Not having worked that often as a journalist and broadcaster outside Canada, I hadn’t considered labour that way. That said, I’ve always considered writing as much a task to accomplish as a profession. Writers work with tools – pens, keyboards and wireless devices – always with an objective – delivering news, features, broadcast content on focus, on time and often on budget.

Consequently, I’ve always viewed the work I do the same way a carpenter, a plumber, an electrician, or contracter does. When my father returned from overseas after the Second World War, he might have ended up in the same workshops as his mother and brother, sewing fur pelts into coats (indeed his mother was a respected piecemeal worker in the fur district of New York City). But Dad chose to work as a reporter, then columnist and broadcaster. And above his office desk hung a sign I’ve quoted here before.

“There’s only one way to become a writer,” it reads, “by applying the seat of the pants to the seat of the chair.” The sign hangs in my office to this very day.

And sometimes I imagine my grandmother stitching furs seamlessly at the same time I remember my dad writing newspaper, radio and TV scripts seamlessly. Both forms of work required specialized skill and deserved equal respect.

Another Canadian serving as a volunteer in the Canadian Expeditionary Force at Vimy was (later) renowned political economist, Harold Innis. In March 1916, McMaster University waived the need for honours student Innis to complete final exams so that he could rush off to join Canada’s 4th Field Battery first at the battle of the Somme in 1916, then at Vimy in 1917. Initially, he found serving in an artillery regiment difficult. As an intellectual, he said he couldn’t relate to his battery mates, men “from industrial communities,” men he called “louts” in diary.

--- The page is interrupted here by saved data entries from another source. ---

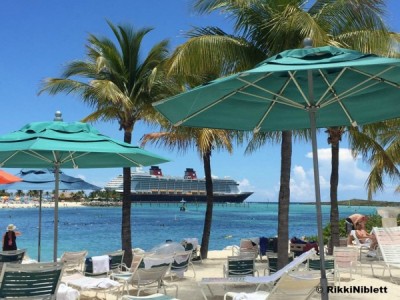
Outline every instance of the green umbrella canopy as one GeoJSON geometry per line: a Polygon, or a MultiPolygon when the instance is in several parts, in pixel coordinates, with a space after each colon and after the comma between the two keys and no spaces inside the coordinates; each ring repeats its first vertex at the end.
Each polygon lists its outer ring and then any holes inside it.
{"type": "MultiPolygon", "coordinates": [[[[56,113],[61,119],[61,113],[56,113]]],[[[54,168],[54,250],[57,261],[60,168],[148,166],[166,158],[100,134],[86,123],[34,122],[0,136],[0,166],[54,168]]]]}
{"type": "MultiPolygon", "coordinates": [[[[323,245],[316,128],[400,117],[400,59],[330,46],[287,50],[154,107],[174,125],[255,132],[310,128],[323,245]]],[[[324,251],[320,261],[321,296],[328,299],[324,251]]]]}
{"type": "Polygon", "coordinates": [[[100,134],[86,123],[34,122],[0,136],[0,166],[7,168],[115,168],[168,159],[100,134]]]}
{"type": "Polygon", "coordinates": [[[400,59],[335,48],[287,50],[254,69],[159,101],[175,125],[236,130],[367,124],[400,116],[400,59]],[[309,75],[312,74],[313,99],[309,75]]]}

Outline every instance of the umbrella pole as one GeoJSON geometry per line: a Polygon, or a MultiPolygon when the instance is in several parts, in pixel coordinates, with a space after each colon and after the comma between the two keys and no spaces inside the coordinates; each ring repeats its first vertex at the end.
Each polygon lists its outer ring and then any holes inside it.
{"type": "Polygon", "coordinates": [[[54,168],[55,191],[54,191],[54,250],[53,261],[57,262],[57,244],[58,244],[58,190],[60,187],[60,164],[56,163],[54,168]]]}
{"type": "Polygon", "coordinates": [[[42,195],[43,195],[43,191],[39,191],[38,262],[40,262],[40,243],[41,243],[41,239],[42,239],[42,195]]]}
{"type": "Polygon", "coordinates": [[[325,248],[324,236],[322,230],[322,211],[321,211],[321,190],[319,184],[319,166],[318,166],[318,146],[317,146],[317,129],[315,122],[316,108],[309,108],[310,125],[311,125],[311,141],[313,153],[313,166],[314,166],[314,185],[315,185],[315,200],[317,208],[317,227],[318,227],[318,245],[319,245],[319,258],[321,263],[321,299],[327,300],[328,297],[328,280],[326,279],[325,270],[325,248]]]}

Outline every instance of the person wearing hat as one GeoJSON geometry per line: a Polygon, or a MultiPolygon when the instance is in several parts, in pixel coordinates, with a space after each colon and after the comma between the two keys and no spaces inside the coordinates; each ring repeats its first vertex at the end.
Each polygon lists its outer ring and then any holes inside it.
{"type": "Polygon", "coordinates": [[[14,224],[7,226],[7,232],[3,235],[3,251],[17,250],[17,236],[21,232],[15,231],[17,227],[14,224]]]}

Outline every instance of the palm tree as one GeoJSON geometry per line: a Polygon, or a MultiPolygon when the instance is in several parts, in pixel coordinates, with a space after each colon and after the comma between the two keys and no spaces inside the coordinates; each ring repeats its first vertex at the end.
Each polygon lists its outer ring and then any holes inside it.
{"type": "Polygon", "coordinates": [[[349,143],[353,155],[359,153],[371,165],[366,186],[368,199],[384,189],[385,175],[397,184],[396,192],[400,192],[400,119],[388,120],[361,128],[349,129],[349,143]]]}
{"type": "MultiPolygon", "coordinates": [[[[219,28],[194,28],[175,53],[174,68],[198,74],[223,64],[225,74],[253,67],[282,50],[302,47],[304,38],[315,46],[334,45],[387,51],[390,35],[381,20],[381,0],[194,0],[200,13],[220,11],[234,22],[235,36],[219,28]]],[[[291,149],[291,135],[282,133],[282,155],[291,149]],[[287,151],[285,151],[287,149],[287,151]]],[[[290,155],[289,155],[290,156],[290,155]]],[[[288,207],[291,159],[281,158],[278,267],[288,261],[288,207]],[[282,209],[282,210],[281,210],[282,209]]]]}
{"type": "Polygon", "coordinates": [[[201,240],[201,256],[207,258],[211,236],[213,214],[213,185],[211,177],[211,154],[215,149],[226,149],[232,152],[232,136],[229,131],[207,128],[169,127],[166,132],[149,133],[143,136],[142,145],[147,142],[164,146],[170,150],[185,152],[195,147],[203,160],[206,179],[207,208],[204,219],[203,237],[201,240]]]}
{"type": "MultiPolygon", "coordinates": [[[[44,81],[41,92],[73,93],[93,108],[84,122],[117,121],[124,132],[124,142],[131,143],[138,121],[156,122],[151,103],[176,93],[176,86],[162,76],[162,62],[168,56],[168,41],[155,44],[144,56],[143,39],[151,28],[135,30],[129,25],[110,26],[117,43],[90,34],[86,60],[70,62],[61,78],[44,81]],[[81,81],[75,79],[80,78],[81,81]]],[[[131,172],[123,169],[122,249],[124,261],[132,260],[131,241],[131,172]]]]}

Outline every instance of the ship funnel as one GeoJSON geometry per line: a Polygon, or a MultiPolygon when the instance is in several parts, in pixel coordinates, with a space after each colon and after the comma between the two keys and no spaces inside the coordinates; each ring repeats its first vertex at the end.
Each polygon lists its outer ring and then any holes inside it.
{"type": "Polygon", "coordinates": [[[163,176],[162,171],[158,166],[151,166],[150,167],[150,175],[155,175],[155,176],[163,176]]]}
{"type": "Polygon", "coordinates": [[[185,170],[185,179],[197,179],[196,171],[192,168],[186,168],[185,170]]]}

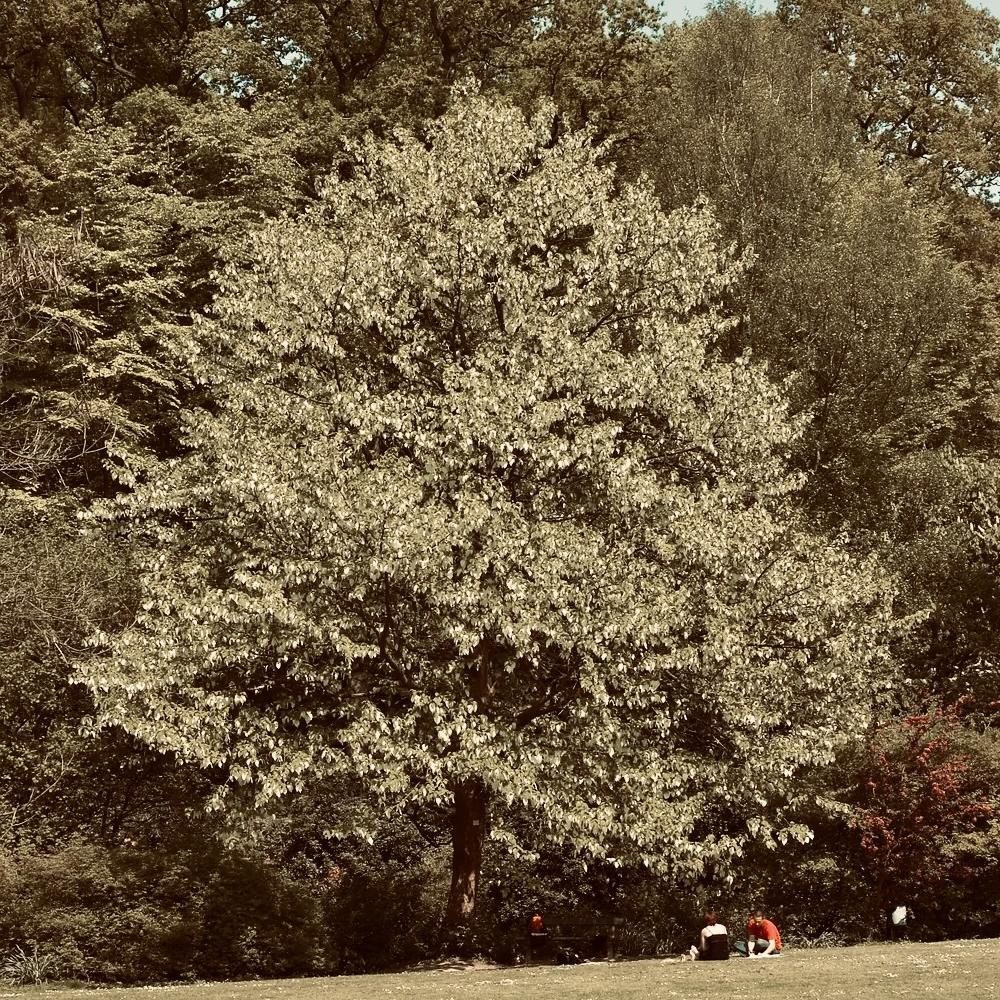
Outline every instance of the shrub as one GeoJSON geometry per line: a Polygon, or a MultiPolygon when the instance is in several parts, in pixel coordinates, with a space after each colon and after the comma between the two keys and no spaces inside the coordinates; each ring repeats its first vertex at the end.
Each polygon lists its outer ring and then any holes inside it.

But at Vimy, suddenly tasked with the challenge of delivering the famous creeping barrage (friendly shells as protection retreating in front of the Canadians as they worked their way up the ridge on Easter Monday 1917), his view of his battery mates changed.

“As comrades-in-arms, we had built a deep respect for the job at hand. And we were not fighting for King and Empire anymore, but for Canada and Canada alone.”